NICE International is also involved with partners, reviewing the available
evidence for a drug or condition and then adapting it for the local setting.
Naturally, there is also a lot of interest in the activity for which NICE is
perhaps best known, its approach to technology assessments, with countries
outside the UK wanting to learn from NICE how to assess new medicines. But
there is also demand for advice on how countries can build HTA capacity and
make sure they get the right data sets and choose the right efficacy measures.
“People are interested in what others are doing,” says Chalkidou, pointing
to the growing number of HTA networks as evidence of this appetite. In Europe
this takes the form of EUnetHTA, of which NICE itself is a member. Earlier in
2012, the network was championed by European Commissioner for health and
consumer policy John Dalli as a potential way to ease the region’s financial
crisis. “Sharing safety, effectiveness and costs analyses will help health
managers and politicians make better informed choices,” he said.
This process is being replicated outside the EU with, as Chalkidou points
out, networks like HTAsiaLink, which involves Thailand,
Taiwan, China and North and South Korea and also has links with Japan.
Europe
The main focus of NICE International has been on flagship projects in countries
like China and Brazil, but it has also been reasonably active in Europe,
working with Albania, Estonia, Romania, Serbia and
Turkey.
“What Turkey has achieved, for instance, with much less funding, in
universal coverage and offering primary care services to its very rural
population, is really wonderful,” Chalkidou enthuses.
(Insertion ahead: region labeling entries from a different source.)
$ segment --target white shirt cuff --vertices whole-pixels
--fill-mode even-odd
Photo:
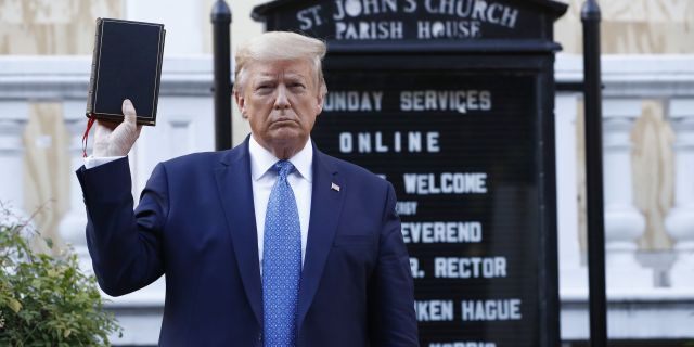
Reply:
[[[90,155],[90,156],[85,158],[85,168],[89,170],[89,169],[94,168],[97,166],[104,165],[104,164],[111,163],[113,160],[120,159],[123,157],[125,157],[125,156],[93,157],[93,156]]]

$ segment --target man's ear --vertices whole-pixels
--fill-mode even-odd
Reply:
[[[234,100],[236,101],[236,106],[239,106],[241,116],[244,118],[248,118],[248,116],[246,115],[246,99],[237,90],[234,90]]]
[[[316,115],[320,115],[321,112],[323,112],[323,99],[324,97],[322,95],[321,92],[318,93],[318,97],[316,98],[317,100],[317,104],[316,104]]]

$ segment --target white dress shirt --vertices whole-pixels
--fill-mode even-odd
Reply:
[[[256,211],[256,231],[258,233],[258,256],[260,272],[262,272],[262,241],[265,235],[265,214],[268,209],[270,191],[278,178],[278,172],[271,170],[278,159],[272,153],[264,149],[253,137],[248,143],[250,154],[250,180],[253,184],[253,207]],[[294,191],[296,207],[299,213],[301,227],[301,265],[306,256],[306,242],[308,241],[308,222],[311,217],[311,192],[313,191],[313,146],[311,139],[306,142],[301,151],[290,158],[290,163],[296,168],[287,177],[287,181]]]
[[[248,152],[250,154],[250,182],[253,184],[253,207],[256,213],[256,232],[258,233],[258,257],[260,272],[262,272],[262,241],[265,235],[265,214],[268,209],[268,201],[272,185],[278,178],[275,170],[270,170],[278,159],[272,153],[264,149],[253,137],[249,139]],[[90,169],[121,156],[87,157],[85,168]],[[306,243],[308,241],[308,222],[311,218],[311,193],[313,191],[313,146],[309,138],[301,151],[290,158],[295,170],[290,174],[287,181],[294,191],[296,207],[299,213],[301,227],[301,265],[306,257]]]

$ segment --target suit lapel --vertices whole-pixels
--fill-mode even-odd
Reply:
[[[299,330],[311,306],[332,248],[346,189],[344,181],[337,176],[337,170],[326,160],[326,157],[313,146],[313,192],[306,258],[299,286],[297,321]],[[339,191],[331,188],[333,183],[340,187]]]
[[[250,183],[248,139],[243,145],[224,155],[215,170],[215,178],[241,280],[258,324],[262,325],[262,288],[258,265],[258,236]]]

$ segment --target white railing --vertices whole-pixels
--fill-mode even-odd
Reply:
[[[30,103],[62,105],[72,137],[72,166],[81,165],[81,132],[89,57],[0,57],[0,198],[23,206],[23,142]],[[560,55],[558,81],[582,79],[580,56]],[[133,195],[163,159],[183,153],[213,150],[211,60],[169,59],[162,77],[156,128],[138,142],[130,155]],[[608,56],[603,60],[604,178],[606,265],[612,338],[694,337],[694,57]],[[581,162],[577,159],[576,126],[580,93],[556,95],[557,219],[563,339],[588,336],[588,279],[586,246],[580,242],[578,197]],[[666,232],[673,246],[640,250],[638,239],[646,223],[633,196],[632,140],[634,120],[643,100],[657,100],[676,134],[665,149],[674,157],[674,200],[667,213]],[[653,163],[652,165],[659,165]],[[74,177],[70,206],[60,224],[62,237],[80,253],[89,267],[83,240],[86,217],[81,192]],[[583,244],[581,246],[581,244]],[[156,344],[163,307],[163,282],[114,299],[110,307],[126,327],[118,344]]]

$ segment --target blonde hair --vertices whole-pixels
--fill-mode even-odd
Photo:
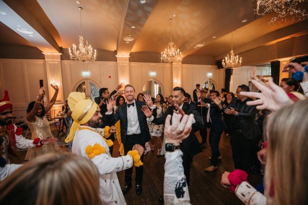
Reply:
[[[35,158],[0,183],[0,204],[100,204],[99,174],[88,159],[69,153]]]
[[[308,204],[308,100],[273,113],[266,125],[267,195],[273,204]]]

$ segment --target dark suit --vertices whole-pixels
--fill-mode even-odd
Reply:
[[[210,104],[210,100],[205,97],[203,99],[202,99],[201,100],[203,101],[204,103]],[[198,105],[201,105],[201,104],[198,102]],[[197,105],[198,106],[198,105]],[[198,107],[198,110],[199,111],[199,114],[200,114],[203,122],[204,122],[204,126],[203,127],[200,129],[200,135],[201,136],[201,138],[202,138],[202,143],[203,144],[206,144],[206,138],[207,137],[207,123],[206,122],[206,114],[207,114],[207,110],[208,108],[205,107],[199,106]]]
[[[140,127],[140,134],[127,135],[127,103],[120,105],[113,114],[113,112],[110,115],[106,115],[111,124],[114,125],[120,120],[121,127],[121,137],[122,143],[124,146],[124,154],[127,154],[129,151],[131,150],[132,147],[135,144],[141,145],[144,147],[145,142],[151,139],[149,128],[146,120],[146,117],[141,110],[143,106],[145,105],[145,102],[142,101],[134,101],[135,106],[137,111],[138,122]],[[156,112],[153,112],[156,113]],[[155,115],[156,116],[156,115]],[[141,161],[143,162],[143,155],[141,157]],[[136,184],[141,184],[142,182],[143,174],[143,166],[136,168],[135,181]],[[127,185],[131,184],[131,175],[132,168],[128,169],[125,171],[125,183]]]
[[[172,116],[174,110],[175,109],[176,107],[174,106],[169,107],[166,112],[162,116],[159,118],[155,117],[151,122],[156,125],[164,125],[167,116],[168,114]],[[192,129],[189,135],[187,138],[183,140],[180,144],[180,149],[183,154],[182,158],[184,173],[186,177],[187,184],[189,185],[190,163],[192,161],[192,157],[202,151],[202,149],[200,147],[195,132],[203,127],[204,122],[195,106],[184,102],[182,109],[186,114],[194,114],[195,120],[196,121],[196,122],[192,124]]]
[[[215,103],[212,102],[210,104],[209,118],[210,121],[208,125],[208,126],[210,126],[208,138],[211,149],[210,165],[216,167],[218,162],[218,157],[220,156],[219,152],[220,137],[226,128],[226,125],[222,120],[221,111]]]
[[[258,143],[256,139],[261,135],[258,124],[255,121],[257,113],[256,107],[246,104],[247,101],[252,100],[253,99],[248,97],[242,102],[235,97],[226,108],[234,108],[238,112],[238,116],[233,115],[232,121],[234,129],[230,133],[230,144],[235,169],[245,171],[248,170],[251,158],[256,157],[256,153],[252,155],[251,152]]]

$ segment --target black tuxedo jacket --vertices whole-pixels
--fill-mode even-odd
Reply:
[[[143,106],[146,105],[145,102],[142,101],[135,100],[135,106],[137,109],[137,114],[138,116],[138,121],[139,126],[140,126],[140,142],[141,144],[145,144],[147,141],[151,139],[149,127],[148,127],[146,117],[143,114],[141,108]],[[156,110],[153,110],[153,116],[156,117]],[[106,115],[107,119],[112,125],[114,125],[118,120],[120,120],[121,127],[121,138],[123,145],[125,145],[126,139],[126,133],[127,133],[127,102],[123,105],[120,105],[116,111],[116,113],[110,115]]]
[[[208,109],[207,112],[208,112]],[[222,120],[221,111],[218,106],[213,102],[210,104],[209,117],[210,117],[210,121],[208,123],[208,127],[210,127],[213,130],[223,132],[226,128],[226,125]],[[205,121],[206,121],[206,118],[205,118]]]
[[[255,139],[261,135],[261,132],[258,127],[257,122],[255,120],[257,109],[256,106],[247,106],[246,102],[254,100],[253,99],[248,97],[245,100],[245,102],[243,105],[242,108],[240,109],[240,100],[237,99],[236,97],[232,99],[230,104],[227,107],[227,109],[233,108],[235,111],[238,112],[238,116],[233,115],[232,122],[234,127],[234,120],[236,117],[238,117],[240,121],[240,126],[243,135],[246,139]],[[224,109],[223,109],[223,111]]]
[[[175,106],[170,106],[162,116],[159,118],[155,117],[151,122],[156,125],[164,125],[167,116],[169,114],[172,116],[174,110],[175,109],[176,107]],[[182,141],[183,145],[186,151],[189,155],[192,156],[202,151],[202,149],[200,147],[199,142],[195,133],[198,130],[202,129],[204,124],[195,106],[184,102],[182,109],[186,114],[194,114],[195,120],[196,121],[196,122],[192,124],[192,129],[189,135]]]

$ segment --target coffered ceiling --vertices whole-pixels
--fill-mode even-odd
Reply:
[[[246,58],[258,53],[256,51],[262,52],[262,47],[271,48],[269,46],[286,40],[308,39],[308,20],[292,22],[289,18],[268,25],[275,14],[255,14],[254,0],[140,2],[80,0],[78,4],[75,0],[1,1],[0,12],[6,15],[0,15],[0,45],[1,48],[21,45],[25,49],[34,47],[40,52],[63,53],[62,58],[69,59],[68,48],[78,44],[81,34],[79,7],[83,8],[84,37],[97,49],[99,60],[117,60],[118,55],[131,56],[134,61],[159,63],[160,52],[170,41],[170,18],[173,19],[172,41],[183,54],[183,63],[211,64],[221,60],[231,50],[232,31],[235,53]],[[299,6],[307,10],[308,2]],[[33,36],[20,33],[17,28],[32,31]],[[133,40],[127,43],[125,37]],[[204,46],[196,48],[200,44]],[[294,43],[293,47],[296,45]],[[307,54],[303,49],[284,55]],[[113,58],[104,58],[106,56]],[[274,60],[279,55],[276,56],[256,59],[251,56],[246,63],[243,59],[243,64]],[[4,57],[8,57],[0,55]]]

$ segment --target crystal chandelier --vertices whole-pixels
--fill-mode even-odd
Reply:
[[[233,52],[233,31],[232,32],[231,37],[231,51],[230,52],[230,56],[229,56],[229,54],[227,54],[227,56],[225,57],[225,63],[224,60],[224,59],[222,60],[222,66],[224,68],[239,67],[242,64],[242,58],[240,58],[239,61],[239,56],[234,55],[234,53]]]
[[[177,50],[176,45],[172,42],[172,18],[170,20],[170,42],[168,44],[168,47],[163,52],[162,52],[161,63],[165,64],[180,63],[183,59],[183,54],[179,49]]]
[[[83,62],[91,61],[93,62],[96,60],[96,50],[94,50],[94,55],[93,54],[93,49],[91,45],[88,46],[88,41],[86,40],[86,44],[84,45],[84,38],[82,34],[82,24],[81,21],[81,10],[82,7],[78,7],[80,13],[80,28],[81,30],[81,35],[79,36],[79,45],[78,49],[75,44],[73,44],[73,52],[69,48],[69,57],[72,60],[81,60]]]
[[[255,11],[258,15],[264,15],[266,13],[274,12],[276,15],[272,18],[269,24],[273,24],[278,19],[281,19],[280,22],[284,19],[286,20],[287,15],[292,16],[292,22],[295,18],[299,20],[303,20],[308,17],[304,9],[301,10],[297,8],[299,3],[304,2],[305,0],[257,0],[257,9]],[[261,7],[260,7],[261,6]],[[260,7],[262,7],[262,10]]]

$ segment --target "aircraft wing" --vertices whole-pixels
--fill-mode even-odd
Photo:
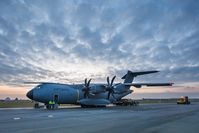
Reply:
[[[124,85],[141,88],[142,86],[172,86],[173,83],[125,83]]]

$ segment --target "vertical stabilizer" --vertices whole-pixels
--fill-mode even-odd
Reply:
[[[150,73],[157,73],[159,71],[144,71],[144,72],[132,72],[129,71],[127,72],[127,74],[125,74],[122,79],[124,79],[124,83],[132,83],[134,77],[138,76],[138,75],[144,75],[144,74],[150,74]]]

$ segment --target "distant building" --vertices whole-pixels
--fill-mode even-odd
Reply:
[[[4,101],[11,101],[11,99],[9,97],[6,97]]]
There are two common aspects of NICE International’s work in Europe –
clinical guideline standards and technologies. “People are interested in the
standards for practice for professionals – ‘How do we know we’re getting
quality? What does good practice look like when it comes to people with
diabetes?’, for example.”
Industry Engagement
On the subject of whether or not countries should look to build a relationship
with the pharmaceutical industry, Chalkidou is emphatic.
“We’re very much for engaging with industry, and our advice to our partners
in other countries is to engage in a controlled and managed space and wait, but
engage with industry rather than go ahead and make decisions without involving
anybody.”
She acknowledges that a lot of the organisations or countries NICE
International works with have “a jaundiced view of industry” because of past or
current experiences, but she says NICE International is “very much for engaging
with people who promote products”.
She concludes: “What would really be worth doing, and would be a comparative
advantage for those companies that do it well and do it first, is to gain the
trust of the decision makers.”
The Interviewee
Kalipso Chalkidou is the founder member of NICE
International. She holds a PhD in molecular biology from Newcastle, UK, and
spent almost five years working in NICE’s methods division before travelling to
the US for a year at Baltimore’s Johns Hopkins hospital. She was interviewed by
Dominic Tyer, managing editor of PME and PMLiVE.